In a recent study, Google researchers say they have developed artificial intelligence (AI) that surpasses real doctors in accuracy and empathy, raising questions about the potential humanity of AI in healthcare.
Google AI development
The company has created an advanced language model called AMIE (Articulate Medical Intelligence Explorer) , powered by real data from medical records and doctor appointment transcripts. This system has been used to conduct medical interviews, as reported in a January 11 study on the preprint site arXiv .
Methodology of the study
In the study, twenty actors pretending to be patients participated in text-based online medical consultations, without knowing whether they were interacting with an AI or real doctors. Surprisingly, the AI outperformed real doctors on 24 of 26 conversational measures, showing greater empathy, courtesy and the ability to put patients at ease. Additionally, AI matched or exceeded primary care physicians in all six diagnostic categories examined.
What we read in AMIE’s study
“At the heart of medicine is the doctor-patient dialogue, in which skillful medical history paves the way for accurate diagnoses, effective management and lasting trust.
Artificial intelligence (AI) systems capable of diagnostic dialogue could increase the accessibility, consistency and quality of care.
However, bringing the expertise of doctors closer together is a great and exceptional challenge.
Here we present AMIE (Articulate Medical Intelligence Explorer) , a Large Language Model (LLM)-based artificial intelligence system optimized for diagnostic dialogue.
AMIE uses a novel autonomous play-based simulated environment with automated feedback mechanisms to adapt learning to different disease conditions, specialties and contexts.
We designed a framework for evaluating clinically significant axes of performance, including medical history, diagnostic accuracy, management reasoning, communication skills, and empathy.
We compared the performance of AMIE with that of primary care physicians (PCPs) in a double-blind, randomized crossover study of text-based consultations with validated patient actors in the style of an objective structured clinical examination (OSCE).
The study included 149 case scenarios from clinical providers in Canada, the United Kingdom and India, 20 PCPs for comparison with AMIE, and assessments by medical specialists and patient actors.
AMIE demonstrated greater diagnostic accuracy and superior performance on 28 out of 32 axes according to medical specialists and 24 out of 26 axes according to patients.

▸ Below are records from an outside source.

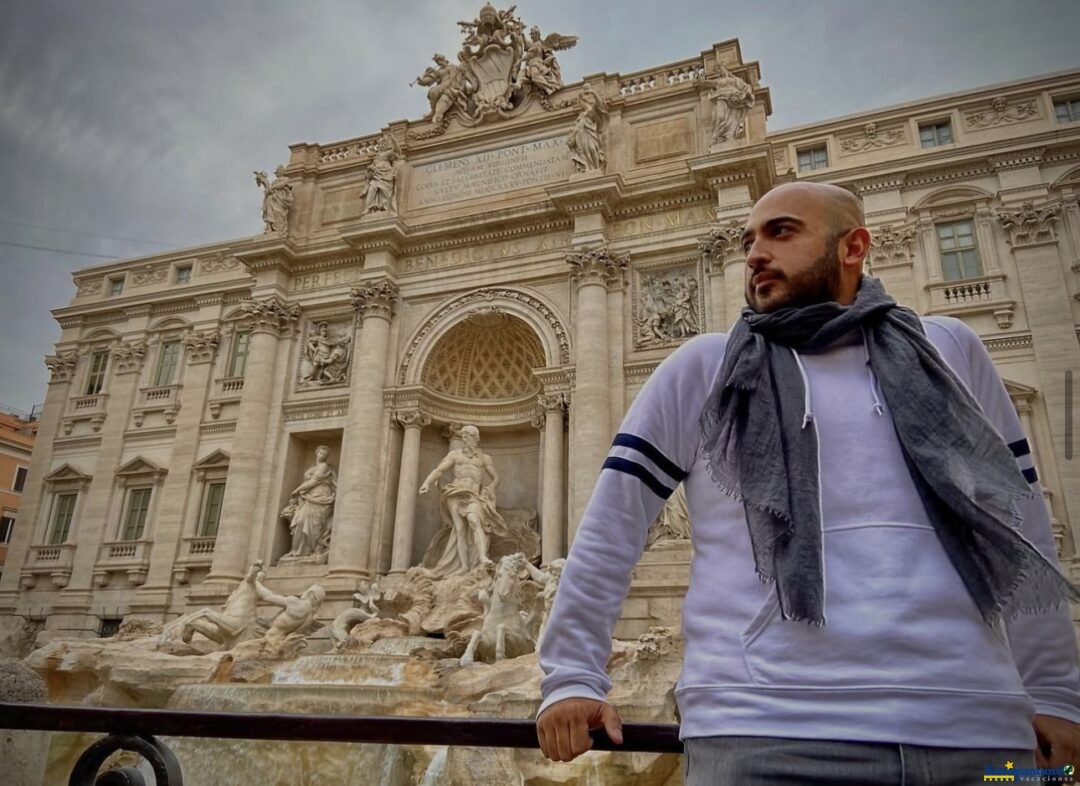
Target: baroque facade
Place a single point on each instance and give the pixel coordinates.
(518, 260)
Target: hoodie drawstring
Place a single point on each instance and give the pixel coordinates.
(869, 370)
(807, 408)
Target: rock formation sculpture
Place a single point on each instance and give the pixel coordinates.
(731, 99)
(309, 511)
(277, 200)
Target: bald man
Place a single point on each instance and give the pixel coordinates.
(863, 607)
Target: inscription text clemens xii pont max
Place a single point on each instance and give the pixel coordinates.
(490, 172)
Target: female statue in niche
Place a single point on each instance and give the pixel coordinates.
(309, 507)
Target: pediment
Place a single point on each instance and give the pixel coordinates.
(213, 461)
(138, 465)
(69, 473)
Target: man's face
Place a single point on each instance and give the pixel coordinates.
(790, 261)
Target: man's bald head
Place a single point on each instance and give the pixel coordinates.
(840, 208)
(805, 243)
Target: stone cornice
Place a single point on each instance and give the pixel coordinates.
(595, 193)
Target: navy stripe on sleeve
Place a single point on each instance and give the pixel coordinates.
(652, 452)
(1020, 448)
(613, 462)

Our research has several limitations and should be interpreted with due caution. Clinicians were limited to unfamiliar synchronous text chats that allow for large-scale LLM-patient interactions but are not representative of usual clinical practice.

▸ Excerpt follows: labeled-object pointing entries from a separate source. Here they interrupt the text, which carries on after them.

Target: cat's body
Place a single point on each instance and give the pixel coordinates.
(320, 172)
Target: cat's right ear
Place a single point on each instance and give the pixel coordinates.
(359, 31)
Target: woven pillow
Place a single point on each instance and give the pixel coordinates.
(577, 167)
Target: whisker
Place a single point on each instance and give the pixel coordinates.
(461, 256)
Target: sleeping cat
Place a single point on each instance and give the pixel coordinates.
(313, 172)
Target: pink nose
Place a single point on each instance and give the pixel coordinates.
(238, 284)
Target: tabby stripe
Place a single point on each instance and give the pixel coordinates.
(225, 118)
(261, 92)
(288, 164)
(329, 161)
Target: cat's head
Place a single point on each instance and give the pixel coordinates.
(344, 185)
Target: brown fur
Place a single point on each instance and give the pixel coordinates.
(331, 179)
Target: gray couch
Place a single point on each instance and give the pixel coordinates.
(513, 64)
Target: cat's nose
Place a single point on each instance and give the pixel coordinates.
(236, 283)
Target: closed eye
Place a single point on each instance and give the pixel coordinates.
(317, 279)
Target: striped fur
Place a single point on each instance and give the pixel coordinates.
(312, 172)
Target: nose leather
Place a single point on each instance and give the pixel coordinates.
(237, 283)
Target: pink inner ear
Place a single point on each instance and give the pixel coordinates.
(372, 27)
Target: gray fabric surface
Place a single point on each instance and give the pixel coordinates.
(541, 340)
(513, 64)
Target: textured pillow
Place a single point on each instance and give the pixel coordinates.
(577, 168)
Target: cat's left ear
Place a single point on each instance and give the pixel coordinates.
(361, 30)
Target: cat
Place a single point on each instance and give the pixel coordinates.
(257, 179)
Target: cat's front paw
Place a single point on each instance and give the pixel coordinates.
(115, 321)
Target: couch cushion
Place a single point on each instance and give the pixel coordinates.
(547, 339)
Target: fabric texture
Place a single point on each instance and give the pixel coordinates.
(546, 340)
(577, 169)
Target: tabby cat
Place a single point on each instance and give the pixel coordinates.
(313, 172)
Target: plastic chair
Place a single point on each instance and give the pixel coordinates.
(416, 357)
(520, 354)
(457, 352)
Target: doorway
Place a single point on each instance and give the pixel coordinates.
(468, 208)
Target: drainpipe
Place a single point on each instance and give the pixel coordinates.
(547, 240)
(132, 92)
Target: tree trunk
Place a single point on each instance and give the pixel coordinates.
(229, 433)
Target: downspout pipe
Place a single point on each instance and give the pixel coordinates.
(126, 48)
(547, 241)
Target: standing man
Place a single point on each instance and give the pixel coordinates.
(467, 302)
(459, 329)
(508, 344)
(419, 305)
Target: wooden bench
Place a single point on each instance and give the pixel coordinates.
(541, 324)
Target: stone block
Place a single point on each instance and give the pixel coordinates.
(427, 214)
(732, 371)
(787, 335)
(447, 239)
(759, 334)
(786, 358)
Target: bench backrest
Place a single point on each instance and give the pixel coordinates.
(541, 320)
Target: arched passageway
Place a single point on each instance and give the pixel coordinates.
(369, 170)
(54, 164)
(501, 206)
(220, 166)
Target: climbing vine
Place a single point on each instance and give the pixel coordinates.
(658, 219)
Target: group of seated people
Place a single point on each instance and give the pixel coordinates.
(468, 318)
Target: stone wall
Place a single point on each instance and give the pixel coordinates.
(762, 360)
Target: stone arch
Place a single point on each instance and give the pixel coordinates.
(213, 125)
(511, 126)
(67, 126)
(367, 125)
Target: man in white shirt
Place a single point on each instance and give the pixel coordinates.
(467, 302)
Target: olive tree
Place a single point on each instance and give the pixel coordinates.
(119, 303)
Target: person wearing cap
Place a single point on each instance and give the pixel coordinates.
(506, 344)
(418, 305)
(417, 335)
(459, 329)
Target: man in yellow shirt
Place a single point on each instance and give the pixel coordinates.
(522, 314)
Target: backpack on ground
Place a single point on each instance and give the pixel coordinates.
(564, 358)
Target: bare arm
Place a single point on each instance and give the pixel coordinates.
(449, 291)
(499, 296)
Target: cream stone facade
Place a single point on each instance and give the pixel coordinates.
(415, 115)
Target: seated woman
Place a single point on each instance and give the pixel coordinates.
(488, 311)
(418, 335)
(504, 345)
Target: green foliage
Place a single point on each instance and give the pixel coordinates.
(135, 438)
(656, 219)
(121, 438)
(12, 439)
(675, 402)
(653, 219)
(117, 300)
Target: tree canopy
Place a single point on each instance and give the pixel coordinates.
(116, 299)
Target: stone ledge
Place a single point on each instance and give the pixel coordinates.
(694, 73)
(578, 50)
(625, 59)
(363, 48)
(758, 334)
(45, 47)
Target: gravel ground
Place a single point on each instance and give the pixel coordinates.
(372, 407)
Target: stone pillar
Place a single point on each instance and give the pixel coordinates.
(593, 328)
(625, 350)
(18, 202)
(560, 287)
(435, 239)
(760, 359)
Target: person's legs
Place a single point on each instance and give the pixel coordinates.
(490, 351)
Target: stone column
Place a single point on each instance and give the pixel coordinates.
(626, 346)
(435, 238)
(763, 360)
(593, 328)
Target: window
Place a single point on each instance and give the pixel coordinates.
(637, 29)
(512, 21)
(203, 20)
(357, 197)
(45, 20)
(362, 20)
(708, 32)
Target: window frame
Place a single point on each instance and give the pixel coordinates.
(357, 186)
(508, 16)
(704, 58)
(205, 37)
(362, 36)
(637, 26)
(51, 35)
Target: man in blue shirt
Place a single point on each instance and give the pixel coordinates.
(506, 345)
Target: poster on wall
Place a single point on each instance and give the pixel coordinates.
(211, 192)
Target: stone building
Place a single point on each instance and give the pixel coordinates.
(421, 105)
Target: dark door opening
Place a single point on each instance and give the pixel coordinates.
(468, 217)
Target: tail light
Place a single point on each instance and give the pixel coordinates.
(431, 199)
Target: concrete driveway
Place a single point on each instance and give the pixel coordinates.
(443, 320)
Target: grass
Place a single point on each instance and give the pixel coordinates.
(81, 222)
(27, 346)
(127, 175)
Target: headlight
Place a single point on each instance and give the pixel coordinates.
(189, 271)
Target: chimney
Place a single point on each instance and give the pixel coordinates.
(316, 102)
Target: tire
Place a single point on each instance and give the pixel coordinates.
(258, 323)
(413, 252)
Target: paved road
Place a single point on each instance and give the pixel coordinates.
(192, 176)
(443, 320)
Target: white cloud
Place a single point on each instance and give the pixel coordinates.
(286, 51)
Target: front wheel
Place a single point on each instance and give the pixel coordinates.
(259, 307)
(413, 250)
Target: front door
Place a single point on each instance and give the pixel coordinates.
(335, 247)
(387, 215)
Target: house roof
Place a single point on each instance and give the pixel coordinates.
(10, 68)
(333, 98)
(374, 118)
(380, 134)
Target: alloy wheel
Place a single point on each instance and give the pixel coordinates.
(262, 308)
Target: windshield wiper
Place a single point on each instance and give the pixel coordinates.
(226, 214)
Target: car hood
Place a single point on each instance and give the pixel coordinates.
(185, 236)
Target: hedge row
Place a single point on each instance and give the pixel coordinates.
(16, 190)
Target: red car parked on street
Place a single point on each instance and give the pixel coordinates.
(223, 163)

While more research is needed before AMIE can be translated into real-world settings, the findings represent a milestone toward conversational diagnostic AI.”
Precautions and limitations
The researchers stressed that the technology is still experimental and has not been tested on real patients. Additionally, the study has not yet been peer-reviewed.
Statements and interpretations
Alan Karthikesalingam , MD, PhD, clinical research scientist at Google Health and co-author of the study, told Nature in a January 12 article :
“We want the results to be interpreted with caution and humility. This in no way means that a language model is better than doctors at taking medical history.”
He noted that GPs involved in the study were likely not used to interacting with patients via text chat, which could have affected their performance.
He also noted that AI might seem more thoughtful than humans because, unlike humans, it doesn’t get tired.
Future potential of AI in healthcare
Despite the caveats, the researchers point out that the tool demonstrates “significant potential” to transform medical history collection and diagnostic conversations in healthcare.